I can sympathise with anyone who has had to twiddle the stack manually but the simple answer is you need a stack frame for any high level procedure including any of the C runtime functions. You basically have 2 types of procedures, pure mnemonic procedures where you pass arguments through registers to a limit of 4 registers and for higher level procedures you set up a stack frame. The recommended method is a pair of prologue / epilogue macros for managing the stack frame so you can turn the stackframe on and off.

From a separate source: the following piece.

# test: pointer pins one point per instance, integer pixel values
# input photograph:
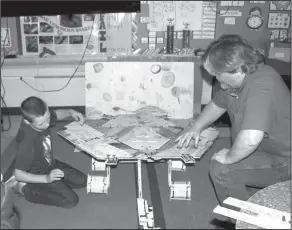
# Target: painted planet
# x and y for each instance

Having suffered the same learning curve as yourself, I wrote a pair of macros (among many others) that do both the stackframe and a reasonable simulation of the old 32 bit MASM "invoke". If you have a look in the ML64 subforum you will find a reasonable amount of stuff already up and working correctly, API libraries including MSVCRT, the masm64 macro file and a collection of examples. The macros for the stackframe are complicated but they will show you exactly how they work. The most recent help file explains how the prologue and invoke code works.

coder

Quote from: hutch-- on January 10, 2017, 04:19:32 AM
I can sympathise with anyone who has had to twiddle the stack manually but the simple answer is you need a stack frame for any high level procedure including any of the C runtime functions. You basically have 2 types of procedures, pure mnemonic procedures where you pass arguments through registers to a limit of 4 registers and for higher level procedures you set up a stack frame. The recommended method is a pair of prologue / epilogue macros for managing the stack frame so you can turn the stackframe on and off.

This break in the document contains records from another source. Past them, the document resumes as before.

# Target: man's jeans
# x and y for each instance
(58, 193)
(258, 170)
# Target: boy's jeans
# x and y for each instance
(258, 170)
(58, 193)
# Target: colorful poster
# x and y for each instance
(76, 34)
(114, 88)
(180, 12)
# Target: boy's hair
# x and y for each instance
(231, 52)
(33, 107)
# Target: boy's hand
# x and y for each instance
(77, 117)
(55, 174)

Having suffered the same learning curve as yourself, I wrote a pair of macros (among many others) that do both the stackframe and a reasonable simulation of the old 32 bit MASM "invoke". If you have a look in the ML64 subforum you will find a reasonable amount of stuff already up and working correctly, API libraries including MSVCRT, the masm64 macro file and a collection of examples. The macros for the stackframe are complicated but they will show you exactly how they work. The most recent help file explains how the prologue and invoke code works.

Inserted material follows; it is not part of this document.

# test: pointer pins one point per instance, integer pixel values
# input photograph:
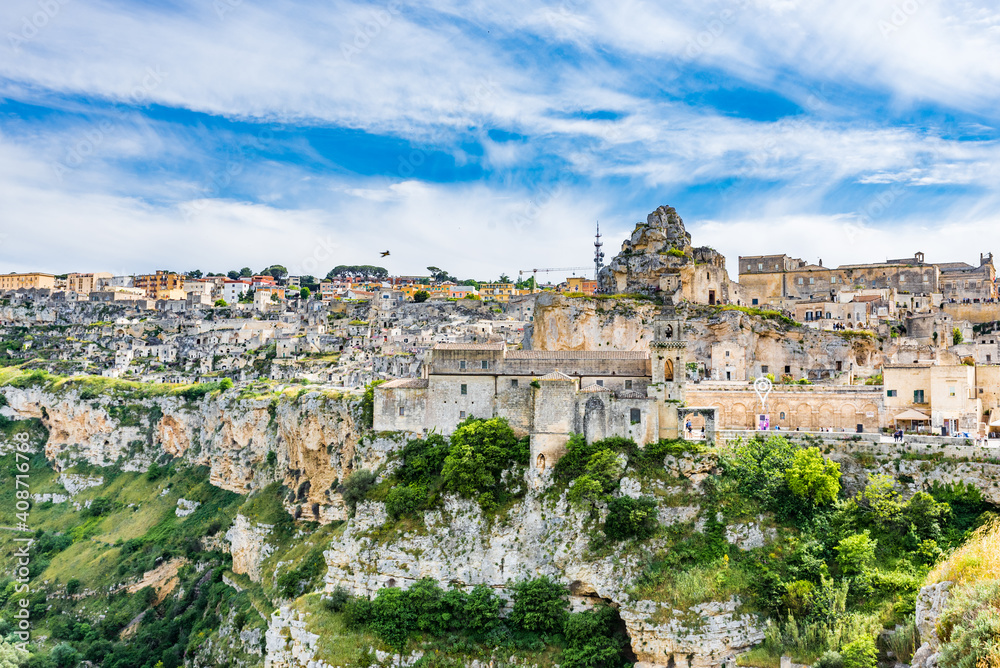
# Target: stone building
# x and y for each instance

Thanks for the reply. I've looked into your 64-bit project and can't praise you enough for what you been doing. Lots of future 64-bit younglings will rely heavily on it for sure.

As for the alignment I think you are right. A friend of mine also told me that the safest bet for a beginner like me wading through the 64-bit WIN APIs is to use the old school prolog/epilog setup until I can figure out the different alignment / frame setup requirements for different things.  So for the above code, I should have setup my main function to be

main proc
        push    rbp
        mov     rbp,rsp
       
        mov     rcx,offset hello
        sub     rsp,20h
        call    printf
        add     rsp,20h

        mov     rsp,rbp
        pop     rbp
        ret         ;for GCC
main endp


I am still confused about PROC/ENDP though. What does a "PROC / ENDP" do exactly down the assembly level? What does it hide or do silently in 64-bit environment when MS employs only a single fastcall convention. For example, does it automatically setup the shadow space / stack frame for my routine or just some simple label...ret scope definition?

Regards

hutch--

You control the "proc" "endp" pair with the prologue / epilogue macro if the stack frame is turned on. If the stack frame is turned off it is just the start and end of a pure mnemonic procedure. With ML64 you only use RET, not RETN, return value is in RAX, but you can use any of the other unprotected registers as well to return more than one value. RAX RCX RDX R8 R9 R10 R11 are the unprotected or transient registers. The numbered registers can specify sizes as well, R8 R8b R8w R8d gives you the four sizes. You cannot access the high byte in 64 bit directly so AH BH CH DH cannot be used. Its not a problem as you have enough registers to handle it.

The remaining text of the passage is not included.